Lubię zażyć sobie pigułkę gwałtu, włączyć TV Mango i zobaczyć co zamówię.
Lubię oglądać program naszego podróżnika Wojciecha Cejrowskiego. Z grzybicą przez świat.
Albo program „Wiem co jem”. Tam prowadząca ma ze 20 kilo nadwagi. Ona ewidentnie nie wie co je. To się powinno nazywać „Wiem, co żre i mi dobrze z tym”.
Królowa Masterchef. 120-kilogramowa kolorowa papuga. Na głowie 4 opakowania makaronu Vifon rozczapirzone.
Kiedyś się tak najarałem przed telewiziorem, że włączyłem TV Puls, żeby sprawdzić czy żyję.
Jakby mi ktoś powiedział 5 lat temu „śledzi mnie 400 osób”, to bym się zastanawiał co odjebałem.
Jak widzę kabaret pod Wyrwigroszem to mnie chuj strzela. Ja wiem, że to jest dozwolone, ale azbest też kiedyś był.

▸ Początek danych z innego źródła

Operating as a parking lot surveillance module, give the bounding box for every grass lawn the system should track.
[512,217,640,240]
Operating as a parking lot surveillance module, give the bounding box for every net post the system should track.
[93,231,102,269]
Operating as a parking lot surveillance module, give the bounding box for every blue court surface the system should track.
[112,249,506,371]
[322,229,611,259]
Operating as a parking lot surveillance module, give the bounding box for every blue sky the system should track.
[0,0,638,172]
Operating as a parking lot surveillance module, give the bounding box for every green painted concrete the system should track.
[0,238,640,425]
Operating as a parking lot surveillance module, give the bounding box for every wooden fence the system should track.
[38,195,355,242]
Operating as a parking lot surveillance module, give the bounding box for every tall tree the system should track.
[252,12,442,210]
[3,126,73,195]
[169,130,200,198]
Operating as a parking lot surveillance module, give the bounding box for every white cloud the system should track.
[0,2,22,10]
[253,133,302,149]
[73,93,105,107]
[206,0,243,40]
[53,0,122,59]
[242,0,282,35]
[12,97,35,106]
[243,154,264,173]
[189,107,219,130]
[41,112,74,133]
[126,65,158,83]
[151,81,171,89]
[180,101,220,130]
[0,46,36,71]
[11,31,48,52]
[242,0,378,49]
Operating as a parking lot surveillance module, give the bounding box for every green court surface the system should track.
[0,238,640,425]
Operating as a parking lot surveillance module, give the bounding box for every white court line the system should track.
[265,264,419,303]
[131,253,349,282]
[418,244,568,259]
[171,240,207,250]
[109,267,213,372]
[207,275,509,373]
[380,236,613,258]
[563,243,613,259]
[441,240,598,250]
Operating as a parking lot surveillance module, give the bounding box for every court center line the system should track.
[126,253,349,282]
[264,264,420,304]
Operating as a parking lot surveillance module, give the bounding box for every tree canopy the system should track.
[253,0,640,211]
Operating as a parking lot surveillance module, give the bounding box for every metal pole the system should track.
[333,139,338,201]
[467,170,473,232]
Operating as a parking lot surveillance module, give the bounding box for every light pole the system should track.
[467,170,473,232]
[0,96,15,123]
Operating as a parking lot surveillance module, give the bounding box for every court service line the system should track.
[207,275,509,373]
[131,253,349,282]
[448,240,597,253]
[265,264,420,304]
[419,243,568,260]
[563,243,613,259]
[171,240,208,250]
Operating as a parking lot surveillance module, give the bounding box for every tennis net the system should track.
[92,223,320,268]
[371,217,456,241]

Jak chciałem jakąś gołą babę zobaczyć i kliknąłem na zdjęcie, to tak długo się ładowało, że jak skończyło się ładować, to była już gruba i pomarszczona.
Facebook. Oni mają taką ikonkę LUBIĘ TO. Ja bym chciał, żeby obok była jeszcze taka ikonka RUCHAŁBYM.
Sexy Kuchnia Magdy Gessler. Przecież to jest oksymoron.